Forum Moderators: open
My site consists mostly of dynamically created pages. I use a combination of SSI, database pulls, reading from textfiles using FileSystemObject, and Response.Write to build my html pages using asp. My question is: when G or other SE crawl sites like mine, do the bots read the content of the asp file directly, or, do the bots behave like a browser and goes to the server to "request" the html file generated by the asp file, and base the indexing decision on the generated html?
If the bots read the asp file directly, then I have no idea how I can optimize my site for SEs without turning my back on the convenience my scripts allows for.
If the bots "request" the output html, then I guess, I have prepared for this and the generated html is already SE friendly.
BTW, my querystrings are all very simple and short as in widget.com/showwidget.asp?id=1
Please educate me on this oh great forum members.
Iam not an expert in anything technical so I guess Iam just missing something here.
1) First is that some of the query string may be something that doesn't lead to a unique page. Example
example.com?a=1&userid=123
example.com?a=1&userid=456
example.com?a=1&userid=789
etc.
2) Second, let's suppose that I have a web page titled "Numbers under 1 billion":
example.com?a=1
example.com?a=2
...
example.com?a=999999999
3) Third, let's suppose that I have a dynamically generated page that generates hyperlinks like this:
<a href="example.com?randomnumber=562951413>randomly generated querystring</a>
where any random number is dynamically handled and also creates hyperlinks like that.
The first example has essentially an infinite number of pages from different user ids. In each case, the content is the same. The spider has to deal with that.
The second example has pages that are almost identical, generated from the querystring.
The third example creates a spider trap, where the spider can index the site from now to eternity, since any querystring will generate another page.
In all three cases this creates a burden on the search engine trying to provide relevant results. They cannot afford to spend time indexing millions of pages that are identical. Nor can they store the results of millions of pages that are almost identical. Finally, they cannot index the same site forever.
Any one of these on your site will likely kill your ranking. The more complicated the querystring, the more likely the spider will run into one of these situations, so the engines don't bother indexing complicated querystrings.
Are you essentially saying that the bot is trying to "guesswork" the range of values contained in querystrings?
In your second example, widget.com?a=certainvalue, does not the bot just take the certainvalue indicated in the referring page? Why must it "guess" all possible values?
I have my site setup like this
level 1 - main page (myindexpage.asp)
level 2 - subject pages (mysubject.asp) contains links to individual article pages whose URL are HARDCODED with individual querystring id values as in showarticle.asp?id=1, showarticle.asp?id=100 and so on
level 3 - article pages (showarticle.asp?id=value) all dynamically created, template-based, whose actual content varies significantly
Do you think the bot will have a hard time dealing with my querystring values in level 2 even if they are right there on the page hardcoded?

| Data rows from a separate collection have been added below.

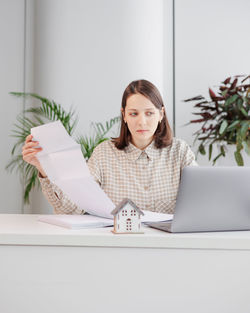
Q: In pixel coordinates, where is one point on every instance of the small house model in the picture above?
(127, 218)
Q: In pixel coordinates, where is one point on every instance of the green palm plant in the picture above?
(49, 111)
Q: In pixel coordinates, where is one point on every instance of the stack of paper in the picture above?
(90, 221)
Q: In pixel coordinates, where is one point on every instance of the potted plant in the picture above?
(225, 118)
(47, 111)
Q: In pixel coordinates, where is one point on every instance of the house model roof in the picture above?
(123, 203)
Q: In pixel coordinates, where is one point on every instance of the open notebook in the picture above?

If the answer to this question is YES, then I still don't get it?
1. font size matters on the link to the "index" page.
2. Descriptions in the links on the index page MATTER. ie don't use ISBN: 0000000001 as the link. Use the title of the book or in your case the title of the article.

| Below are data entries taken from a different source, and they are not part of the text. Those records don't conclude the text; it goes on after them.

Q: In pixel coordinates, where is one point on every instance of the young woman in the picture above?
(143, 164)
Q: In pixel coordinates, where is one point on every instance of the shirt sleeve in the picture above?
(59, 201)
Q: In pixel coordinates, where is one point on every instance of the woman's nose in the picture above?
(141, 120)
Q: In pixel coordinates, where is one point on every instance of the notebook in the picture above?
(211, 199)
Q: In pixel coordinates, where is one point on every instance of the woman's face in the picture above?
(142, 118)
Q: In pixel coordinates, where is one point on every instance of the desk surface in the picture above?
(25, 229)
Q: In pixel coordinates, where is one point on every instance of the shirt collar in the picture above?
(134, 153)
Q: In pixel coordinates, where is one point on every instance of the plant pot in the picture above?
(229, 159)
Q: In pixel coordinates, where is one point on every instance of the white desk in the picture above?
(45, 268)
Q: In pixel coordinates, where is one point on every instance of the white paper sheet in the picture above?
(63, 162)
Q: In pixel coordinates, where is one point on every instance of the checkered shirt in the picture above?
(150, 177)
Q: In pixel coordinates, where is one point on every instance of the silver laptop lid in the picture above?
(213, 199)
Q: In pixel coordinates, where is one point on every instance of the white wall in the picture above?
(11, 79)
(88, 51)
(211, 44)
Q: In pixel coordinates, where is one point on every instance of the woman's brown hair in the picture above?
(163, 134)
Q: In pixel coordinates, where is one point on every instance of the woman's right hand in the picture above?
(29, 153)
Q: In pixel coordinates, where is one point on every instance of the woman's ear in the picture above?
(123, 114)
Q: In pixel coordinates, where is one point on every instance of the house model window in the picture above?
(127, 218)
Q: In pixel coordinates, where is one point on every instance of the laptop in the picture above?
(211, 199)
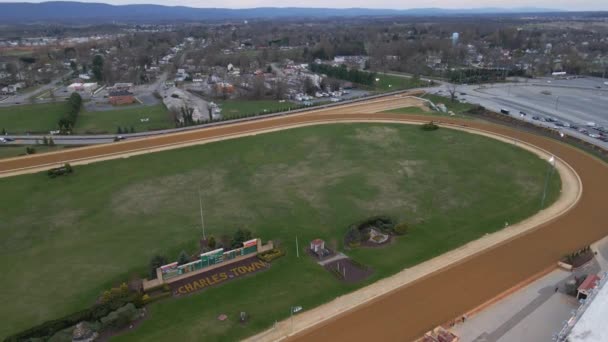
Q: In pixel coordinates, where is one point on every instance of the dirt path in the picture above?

3. Make SURE that you put similar text from 2 in the page header title to what the link referenced, exactly the same has been best.

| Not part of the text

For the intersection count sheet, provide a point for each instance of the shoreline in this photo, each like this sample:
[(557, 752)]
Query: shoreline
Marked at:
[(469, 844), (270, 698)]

4. Make sure that keywords from the link are also found in the page referenced.
I have gotten much better breakdown through G and Inktomi this way.
If you know of any other ways of doing this please let me know.
1) First is that some of the query string may be something that doesn't lead to a unique page. Exampleexample.com?a=1&userid=123
example.com?a=1&userid=456
example.com?a=1&userid=789
etc.The first example has essentially an infinite number of pages from different user ids. In each case, the content is the same. The spider has to deal with that.
Not, if you modify you robots tag in the metatags depending of your variable
if ($userid=="0") {$robotsmetatag="all";} else {$robotsmetatag="none";}
echo "<meta name='robots' content='".$robotsmetatag."'>
This way SE will only browse one page (over million) and you are safe regarding content duplicate.